Calculation of electroproduction to NNLO and precision determination of $α_s$

Abstract

{Abstract}We use the known values of the two loop Wilson coefficients and the three loop anomalous dimension matrix $\gamma(n)$ to perform a next-to-next-to leading order (NNLO) calculation of $ep$ deep inelastic scattering. Because $\gamma(n)$ is only known for a few values of $n$, the method of average reconstruction has to be used, which leaves 102 effective experimental points, for 12 parameters: the QCD mass $\Lambda$, and 11 initial values for the moments of the structure functions.

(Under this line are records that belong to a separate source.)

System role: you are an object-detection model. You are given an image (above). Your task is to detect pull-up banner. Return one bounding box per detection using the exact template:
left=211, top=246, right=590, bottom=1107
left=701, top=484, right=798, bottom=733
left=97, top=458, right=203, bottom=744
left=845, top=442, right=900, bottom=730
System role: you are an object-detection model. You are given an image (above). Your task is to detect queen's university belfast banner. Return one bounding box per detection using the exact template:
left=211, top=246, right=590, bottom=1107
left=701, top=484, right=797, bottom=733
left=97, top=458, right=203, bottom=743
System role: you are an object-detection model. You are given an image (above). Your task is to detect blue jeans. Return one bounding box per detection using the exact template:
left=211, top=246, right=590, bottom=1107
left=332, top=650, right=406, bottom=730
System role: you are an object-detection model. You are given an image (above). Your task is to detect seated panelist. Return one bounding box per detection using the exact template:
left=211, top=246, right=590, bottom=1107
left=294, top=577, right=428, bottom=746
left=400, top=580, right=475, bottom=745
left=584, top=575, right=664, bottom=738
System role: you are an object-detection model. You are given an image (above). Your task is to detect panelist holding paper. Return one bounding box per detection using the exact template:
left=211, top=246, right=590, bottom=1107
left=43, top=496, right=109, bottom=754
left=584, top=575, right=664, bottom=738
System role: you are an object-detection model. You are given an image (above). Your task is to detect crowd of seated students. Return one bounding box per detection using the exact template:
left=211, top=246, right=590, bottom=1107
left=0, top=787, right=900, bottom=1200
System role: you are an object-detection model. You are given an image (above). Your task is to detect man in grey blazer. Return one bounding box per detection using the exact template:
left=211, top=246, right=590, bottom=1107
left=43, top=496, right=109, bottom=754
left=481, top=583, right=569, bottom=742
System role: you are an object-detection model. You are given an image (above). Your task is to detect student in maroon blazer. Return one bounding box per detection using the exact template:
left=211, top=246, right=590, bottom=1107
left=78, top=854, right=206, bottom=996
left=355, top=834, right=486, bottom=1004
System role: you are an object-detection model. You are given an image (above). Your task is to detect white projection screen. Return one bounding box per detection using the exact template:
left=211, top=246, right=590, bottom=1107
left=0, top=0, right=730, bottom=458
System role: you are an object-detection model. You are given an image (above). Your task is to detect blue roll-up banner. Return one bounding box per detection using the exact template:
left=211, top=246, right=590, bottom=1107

The data points spread in the range of momenta $2.5 GeV^2 \leq Q^2\leq 230 GeV^2$. The $\chi^2/dof$ decreases substantially when going from LO to NLO, and also from NLO to NNLO (although only a little now) to $\chi^2/dof = 79.2/(102-12)$. The favoured value of $\Lambda$ is $\Lambda(n_f=4,3 loop) = 283 \pm 35 MeV$, corresponding to the value of the coupling at the Z mass of $\alpha^{(3 loop)}_s(M_Z^2) = 0.1163 \pm 0.0023$. The calculation, which constitutes a very precise test of QCD, includes target mass corrections; the error takes into account experimental errors and higher twist effects, among other estimated theoretical errors.